Pumpkin Bread with Walnuts | Keto | Low Carb | Gluten Free | Paleo
Pumpkin Bread with Walnuts | Keto | Low Carb | Gluten Free | Paleo
Pumpkin Bread with Walnuts | Keto | Low Carb | Gluten Free | Paleo
Pumpkin Bread with Walnuts | Keto | Low Carb | Gluten Free | Paleo

Pumpkin Bread with Walnuts | Keto | Low Carb | Gluten-Free | Paleo

Makes: 1 loaf (12 servings) Ingredients:

1 cup canned pumpkin (not pumpkin pie filling!)

4 eggs

3/4 cup butter, melted

1/3 cup unsweetened vanilla almond milk

1 teaspoon vanilla

2 cups blanched super fine almond flour

1/2 cup coconut flour

4 teaspoon baking powder

1 teaspoon ground cinnamon

1/2 teaspoon ground nutmeg

1 4 teaspoon ground ginger

1/8 teaspoon ground cloves

1/8 teaspoon salt

1/2 cup chopped walnuts, divided


*Use any 1:1 sugar alternative for keto/low carb, coconut sugar for Paleo, or regular sugar (for non-keto)


Directions:

1. Preheat oven to 350 degrees. Line a 9x5 inch loaf pan with parchment paper.

2. In a mixing bowl, combine melted butter, eggs, pumpkin, almond milk, and vanilla. Mix until smooth and well combined.

3. In a separate bowl, combine almond flour, coconut flour, sweetener, baking powder, cinnamon, nutmeg, ginger, cloves, and salt. Stir in 1/4 cup of the walnuts if using.

4. Pour the wet ingredients into the dry ingredients. Stir well until combined.

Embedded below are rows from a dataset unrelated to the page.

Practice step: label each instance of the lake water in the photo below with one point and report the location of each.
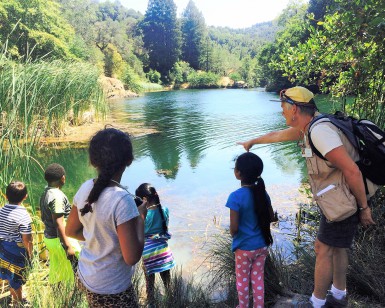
(190, 161)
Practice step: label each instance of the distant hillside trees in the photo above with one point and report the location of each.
(193, 35)
(161, 35)
(35, 25)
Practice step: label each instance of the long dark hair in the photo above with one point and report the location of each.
(110, 150)
(149, 191)
(250, 167)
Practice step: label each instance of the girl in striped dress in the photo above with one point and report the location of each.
(157, 256)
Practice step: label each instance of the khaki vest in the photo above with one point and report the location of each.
(322, 174)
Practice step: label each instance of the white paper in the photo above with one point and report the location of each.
(326, 189)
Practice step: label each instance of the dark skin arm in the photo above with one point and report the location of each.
(234, 222)
(74, 227)
(131, 237)
(28, 243)
(58, 220)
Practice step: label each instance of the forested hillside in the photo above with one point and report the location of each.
(328, 45)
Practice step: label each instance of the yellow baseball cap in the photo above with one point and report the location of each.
(297, 95)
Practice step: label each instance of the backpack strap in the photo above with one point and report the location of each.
(315, 121)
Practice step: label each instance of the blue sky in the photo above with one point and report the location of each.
(230, 13)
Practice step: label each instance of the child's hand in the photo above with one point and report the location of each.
(71, 254)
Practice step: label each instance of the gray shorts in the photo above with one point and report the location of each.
(338, 234)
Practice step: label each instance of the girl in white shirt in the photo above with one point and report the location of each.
(104, 216)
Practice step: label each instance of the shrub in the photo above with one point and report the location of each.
(180, 72)
(131, 80)
(203, 80)
(154, 76)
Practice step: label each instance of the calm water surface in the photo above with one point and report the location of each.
(190, 160)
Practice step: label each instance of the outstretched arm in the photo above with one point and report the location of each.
(288, 134)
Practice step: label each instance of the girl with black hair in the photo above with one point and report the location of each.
(250, 218)
(157, 256)
(105, 217)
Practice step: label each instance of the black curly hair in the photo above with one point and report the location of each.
(16, 192)
(110, 150)
(54, 172)
(149, 191)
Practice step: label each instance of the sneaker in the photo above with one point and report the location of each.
(332, 302)
(303, 303)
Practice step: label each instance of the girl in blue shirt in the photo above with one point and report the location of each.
(250, 217)
(157, 256)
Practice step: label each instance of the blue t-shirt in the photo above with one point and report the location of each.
(154, 223)
(249, 235)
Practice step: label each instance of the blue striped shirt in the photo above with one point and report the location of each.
(14, 221)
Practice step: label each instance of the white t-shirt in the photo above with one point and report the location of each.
(325, 138)
(101, 265)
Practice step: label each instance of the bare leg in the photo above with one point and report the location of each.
(340, 267)
(166, 278)
(323, 272)
(150, 284)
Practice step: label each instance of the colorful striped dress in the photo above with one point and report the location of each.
(157, 256)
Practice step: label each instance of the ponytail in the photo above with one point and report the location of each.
(110, 151)
(262, 209)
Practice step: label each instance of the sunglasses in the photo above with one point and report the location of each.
(284, 98)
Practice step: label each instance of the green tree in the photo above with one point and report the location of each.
(193, 35)
(35, 29)
(344, 55)
(161, 35)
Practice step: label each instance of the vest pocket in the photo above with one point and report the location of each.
(336, 202)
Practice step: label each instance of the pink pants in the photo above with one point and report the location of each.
(249, 267)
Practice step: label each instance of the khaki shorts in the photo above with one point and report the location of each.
(338, 234)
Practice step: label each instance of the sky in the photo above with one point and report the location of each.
(225, 13)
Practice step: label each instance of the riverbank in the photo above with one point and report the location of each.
(84, 132)
(91, 123)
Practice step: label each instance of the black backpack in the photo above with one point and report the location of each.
(366, 137)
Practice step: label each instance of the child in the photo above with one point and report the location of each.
(105, 217)
(55, 208)
(250, 217)
(15, 239)
(157, 257)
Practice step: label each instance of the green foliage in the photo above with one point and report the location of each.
(193, 35)
(35, 29)
(38, 99)
(344, 55)
(161, 35)
(235, 76)
(153, 76)
(203, 80)
(293, 21)
(150, 87)
(114, 65)
(180, 72)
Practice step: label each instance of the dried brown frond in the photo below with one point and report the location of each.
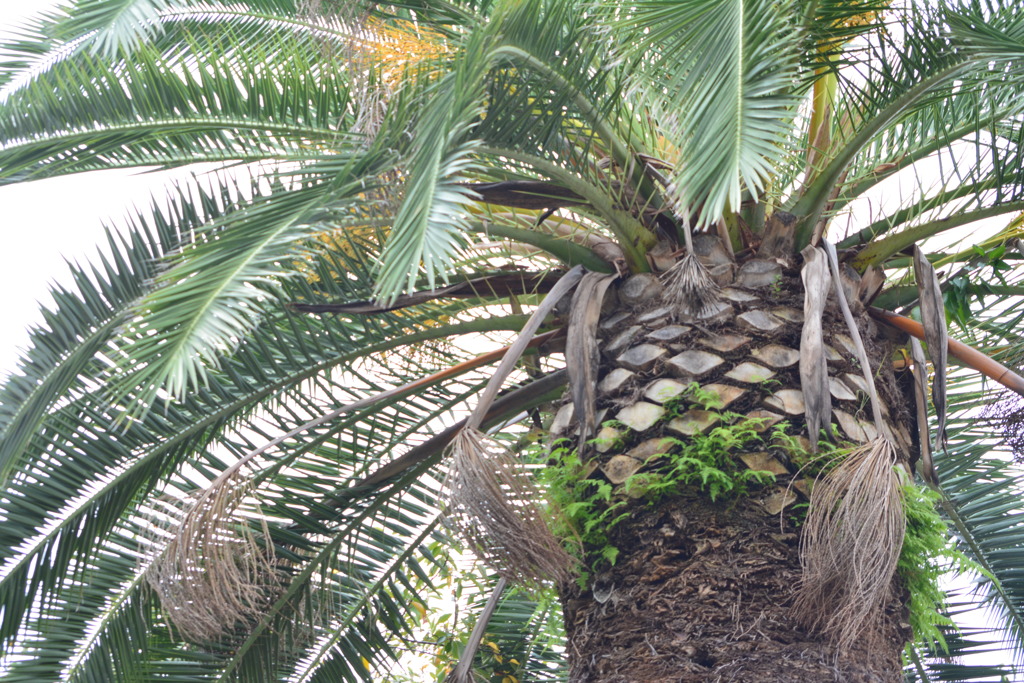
(214, 577)
(688, 287)
(813, 369)
(493, 505)
(582, 355)
(851, 543)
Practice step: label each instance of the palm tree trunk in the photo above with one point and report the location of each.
(702, 589)
(702, 592)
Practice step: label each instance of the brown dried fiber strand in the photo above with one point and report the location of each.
(855, 523)
(851, 324)
(850, 544)
(689, 289)
(213, 574)
(933, 317)
(582, 355)
(920, 372)
(813, 367)
(492, 502)
(493, 505)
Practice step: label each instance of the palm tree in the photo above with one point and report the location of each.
(704, 238)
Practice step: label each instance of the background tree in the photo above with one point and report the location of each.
(223, 455)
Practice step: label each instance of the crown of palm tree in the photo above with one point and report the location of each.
(418, 173)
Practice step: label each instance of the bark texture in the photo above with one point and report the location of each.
(701, 590)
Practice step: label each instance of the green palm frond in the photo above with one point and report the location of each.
(727, 71)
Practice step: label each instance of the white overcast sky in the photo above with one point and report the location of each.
(46, 221)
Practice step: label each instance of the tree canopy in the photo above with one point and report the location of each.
(223, 455)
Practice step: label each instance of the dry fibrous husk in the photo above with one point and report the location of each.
(813, 367)
(582, 354)
(215, 575)
(492, 504)
(689, 289)
(855, 524)
(933, 317)
(850, 544)
(492, 501)
(920, 371)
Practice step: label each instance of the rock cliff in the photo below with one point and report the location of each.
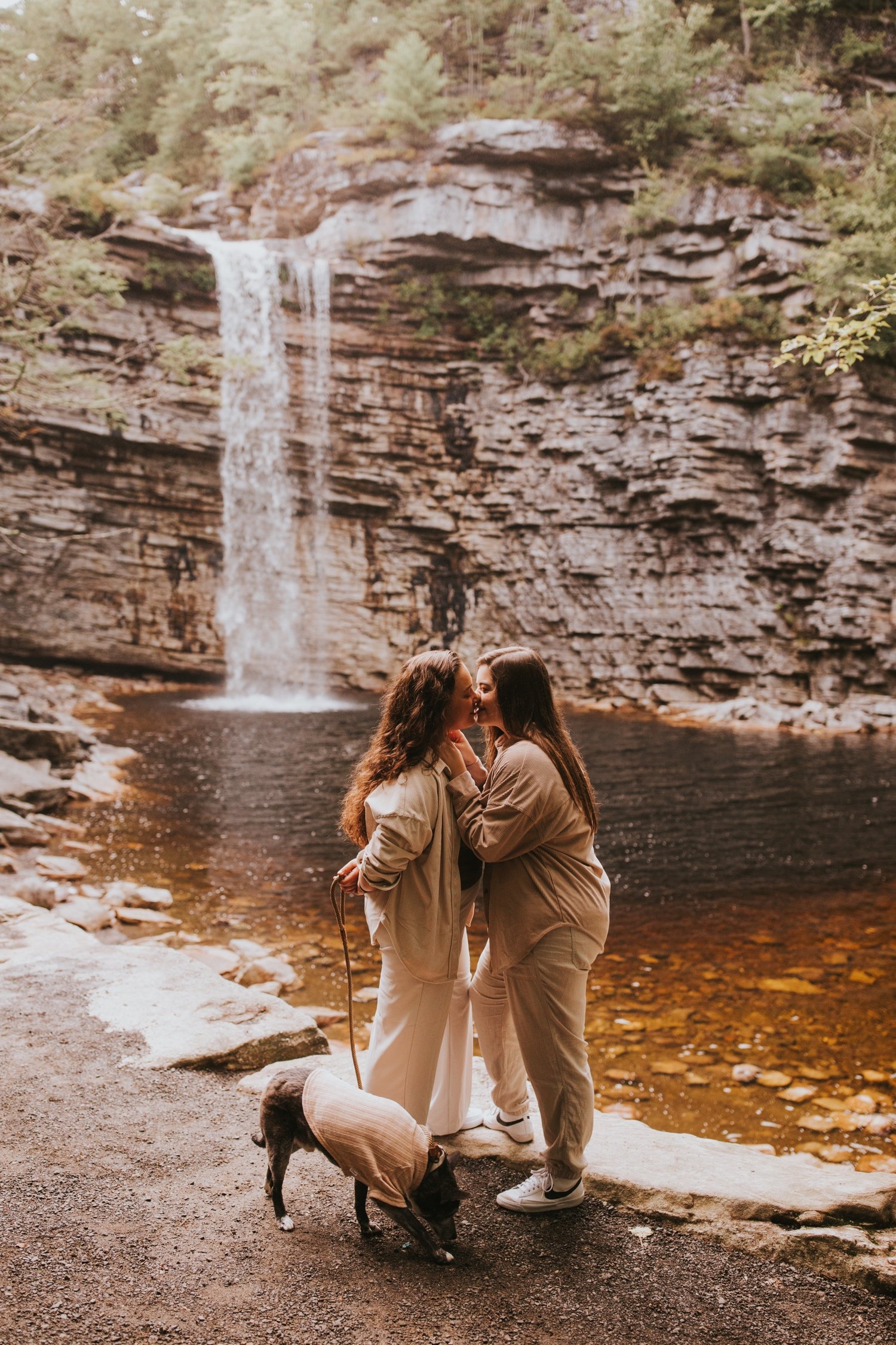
(729, 532)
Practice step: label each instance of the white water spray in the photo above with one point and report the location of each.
(312, 284)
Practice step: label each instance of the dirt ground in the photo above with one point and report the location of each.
(131, 1211)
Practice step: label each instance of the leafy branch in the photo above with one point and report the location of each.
(844, 342)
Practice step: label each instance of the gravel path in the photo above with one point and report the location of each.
(131, 1211)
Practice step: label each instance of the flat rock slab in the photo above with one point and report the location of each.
(31, 782)
(185, 1013)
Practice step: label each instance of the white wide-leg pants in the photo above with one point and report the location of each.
(420, 1052)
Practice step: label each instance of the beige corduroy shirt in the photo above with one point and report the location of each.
(372, 1138)
(541, 869)
(411, 863)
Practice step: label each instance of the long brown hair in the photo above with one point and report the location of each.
(529, 710)
(412, 724)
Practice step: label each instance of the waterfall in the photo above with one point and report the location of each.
(274, 623)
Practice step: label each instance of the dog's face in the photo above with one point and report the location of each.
(438, 1197)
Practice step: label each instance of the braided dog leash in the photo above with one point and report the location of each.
(339, 911)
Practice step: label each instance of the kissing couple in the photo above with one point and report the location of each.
(428, 816)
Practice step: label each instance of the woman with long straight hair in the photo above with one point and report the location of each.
(419, 891)
(530, 814)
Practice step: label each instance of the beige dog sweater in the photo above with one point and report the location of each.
(370, 1138)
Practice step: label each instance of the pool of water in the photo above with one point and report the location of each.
(737, 859)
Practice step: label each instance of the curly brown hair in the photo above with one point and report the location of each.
(529, 710)
(412, 724)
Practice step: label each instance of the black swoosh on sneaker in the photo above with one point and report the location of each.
(561, 1195)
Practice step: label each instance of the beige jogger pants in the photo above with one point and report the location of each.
(532, 1021)
(420, 1052)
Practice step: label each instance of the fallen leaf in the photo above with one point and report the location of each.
(788, 986)
(813, 1122)
(861, 1103)
(836, 1153)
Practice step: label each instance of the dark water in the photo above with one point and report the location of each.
(686, 814)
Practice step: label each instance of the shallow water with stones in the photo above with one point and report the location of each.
(754, 907)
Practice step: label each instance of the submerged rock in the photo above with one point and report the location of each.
(61, 866)
(26, 740)
(85, 912)
(19, 830)
(36, 891)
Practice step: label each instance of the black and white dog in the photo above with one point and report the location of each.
(284, 1129)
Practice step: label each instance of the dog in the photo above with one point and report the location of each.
(369, 1135)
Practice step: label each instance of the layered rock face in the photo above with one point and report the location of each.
(729, 532)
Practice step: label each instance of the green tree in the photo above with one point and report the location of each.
(412, 82)
(655, 63)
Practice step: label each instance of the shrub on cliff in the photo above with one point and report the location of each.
(412, 82)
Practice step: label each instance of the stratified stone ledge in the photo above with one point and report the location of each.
(186, 1015)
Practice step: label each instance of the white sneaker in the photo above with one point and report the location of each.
(518, 1128)
(537, 1195)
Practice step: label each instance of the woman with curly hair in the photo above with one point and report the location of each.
(419, 891)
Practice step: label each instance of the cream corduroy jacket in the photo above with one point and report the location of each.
(541, 869)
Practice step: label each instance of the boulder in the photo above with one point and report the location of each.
(157, 899)
(19, 830)
(26, 740)
(268, 969)
(182, 1013)
(30, 782)
(35, 891)
(143, 915)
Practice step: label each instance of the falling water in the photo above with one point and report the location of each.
(274, 624)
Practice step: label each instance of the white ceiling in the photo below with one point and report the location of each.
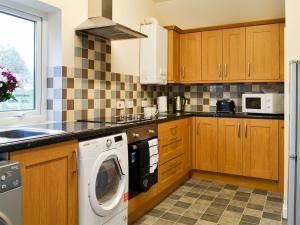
(199, 13)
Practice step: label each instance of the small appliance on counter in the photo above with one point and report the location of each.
(225, 106)
(162, 104)
(179, 103)
(143, 158)
(264, 103)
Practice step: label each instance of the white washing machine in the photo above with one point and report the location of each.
(103, 181)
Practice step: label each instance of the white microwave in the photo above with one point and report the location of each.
(263, 103)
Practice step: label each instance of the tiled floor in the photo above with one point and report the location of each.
(202, 202)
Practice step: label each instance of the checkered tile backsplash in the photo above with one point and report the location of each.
(91, 90)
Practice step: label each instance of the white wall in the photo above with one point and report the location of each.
(125, 53)
(292, 52)
(199, 13)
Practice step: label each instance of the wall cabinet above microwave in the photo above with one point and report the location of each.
(250, 52)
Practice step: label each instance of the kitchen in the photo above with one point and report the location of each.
(100, 135)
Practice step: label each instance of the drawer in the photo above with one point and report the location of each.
(170, 172)
(171, 129)
(170, 148)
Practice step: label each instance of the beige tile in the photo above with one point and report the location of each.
(229, 220)
(253, 212)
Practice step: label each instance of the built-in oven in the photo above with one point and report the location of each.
(263, 103)
(143, 158)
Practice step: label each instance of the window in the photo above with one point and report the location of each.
(21, 52)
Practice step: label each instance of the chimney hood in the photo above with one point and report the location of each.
(100, 23)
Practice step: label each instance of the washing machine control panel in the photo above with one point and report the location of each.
(10, 177)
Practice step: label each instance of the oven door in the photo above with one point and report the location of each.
(107, 183)
(253, 104)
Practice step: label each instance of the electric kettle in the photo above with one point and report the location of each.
(179, 103)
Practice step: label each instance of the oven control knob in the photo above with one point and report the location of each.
(108, 143)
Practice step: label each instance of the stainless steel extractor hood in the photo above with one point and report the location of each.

5. Spoon batter into lined loaf pan. Sprinkle with remaining walnuts (optional: sprinkle a bit of sweetener and cinnamon over the nuts).

6. Bake 1 hour and 15 minutes. I suggest covering the bread with aluminum foil to prevent over browning. Cooking time may vary, the bread is done when a toothpick inserted comes out clean.


The pumpkin bread can be loosely covered and left out overnight, or refrigerate leftovers for up to five days, or slice and freeze for a month or two.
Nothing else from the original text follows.